有機化学は、よく「暗記の化学」であるといわれます。高校で習う有機化学では、たくさんの有機化合物の名称を暗記して、さらに様々な反応機構まで暗記しなければならないからです。有機化学は、数学や物理学が苦手でも、それほど問題なく学習を進めることができるため、高校レベルでは、暗記量が物を言う学問なのです。しかし、ただの暗記だけで十分なのは、せいぜい高校レベルまでです。大学レベルでは、「有機化学は暗記の学問である」などと言う人は、恐らく一人もいません。有機化合物の種類は5000万種を超え、さらに、それに関係する有機反応まで含めると、とても暗記だけでは済まなくなるからです。

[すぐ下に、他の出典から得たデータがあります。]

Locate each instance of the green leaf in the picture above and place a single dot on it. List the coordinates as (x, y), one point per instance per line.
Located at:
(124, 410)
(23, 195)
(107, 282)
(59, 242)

それ故に、一流の有機化学者たちは、様々な有機化合物や複雑な有機反応を、系統立てて理解するようにしています。すなわち、多くの有機化合物には官能基があるため、官能基ごとに化合物を分類すれば、有機化学の学習は非常に効率的になります。また、有機反応についても、有機化学の反応の多くは、基本的な数種類に分類できるため、学習が非常に単純化されます。有機化学の基本的な規則さえ知っておけば、新しい有機化合物や有機反応を見ても、その化合物の性質や反応の仕組みがすぐに推測できるようになるのです。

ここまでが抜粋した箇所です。